Deborah Nelson

Deborah Nelson, a winner of the Pulitzer Prize for investigative reporting, joined the Northern Star as a reporter in 1974, the year she arrived at NIU. Deborah was already a senior, having transferred from Arizona State University. Deborah’s friends and colleagues at the paper recall that she was a thoughtful, careful reporter whose personable approach often took people by surprise. There was nothing cynical about her reporting, just a focused, relentless search for the facts and what they meant to her readers.

While at the Star, Deborah reported on the Illinois Board of Higher Education. “It was going to those meetings … that I learned to dig beyond what officials say and to find the facts,” she told the Star Alumni newsletter in 1997.

Deborah graduated from NIU with a B.S. degree in journalism in 1975. After graduation, she worked as a reporter for the Daily Herald, and then for the Chicago Sun-Times, where she spent 10 years.
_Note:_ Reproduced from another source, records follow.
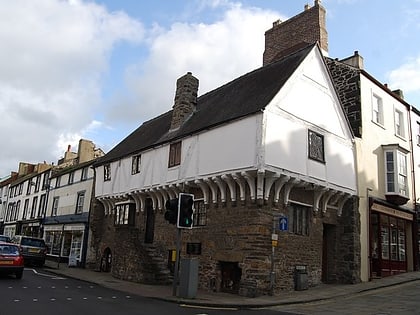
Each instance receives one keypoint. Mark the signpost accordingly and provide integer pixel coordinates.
(282, 226)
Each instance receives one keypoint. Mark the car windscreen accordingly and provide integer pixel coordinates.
(4, 238)
(32, 242)
(10, 250)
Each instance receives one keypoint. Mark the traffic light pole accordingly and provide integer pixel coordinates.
(178, 253)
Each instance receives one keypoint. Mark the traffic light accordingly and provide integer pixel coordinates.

Deborah joined the Seattle Times in 1995.

In 1996, she received a telephone tip that eventually lead to the Pulitzer Prize. Deborah was told by the caller to check out the home of the housing director for an Indian reservation located north of Seattle. She and a photographer hiked through the woods to find a magnificent house built with taxpayer money. That trek was the beginning of a coast-to-coast investigation of Indian housing programs run by the federal government. The resulting series of stories, published in December 1996 by the Seattle Times, caused a federal investigation of tribal housing programs, and earned Deborah, as well as two other reporters, the Pulitzer.

Deborah has returned to the NIU campus in recent years to discuss her career and the challenges facing young reporters. In 1995, she returned to accept the Journalism Alumnus of the Year Award and, in 1997, she addressed the Northern Illinois Newspaper Association.

Deborah joined the Washington Post in September 1999, where she is a member of the paper’s investigative unit. She currently is writing articles on gene therapy experiments.

Deborah and her husband, Tom Brune (a reporter for Newsday of New York and a Pulitzer Prize finalist), live in Takoma Park, Md., with their daughters, Molly and Anna.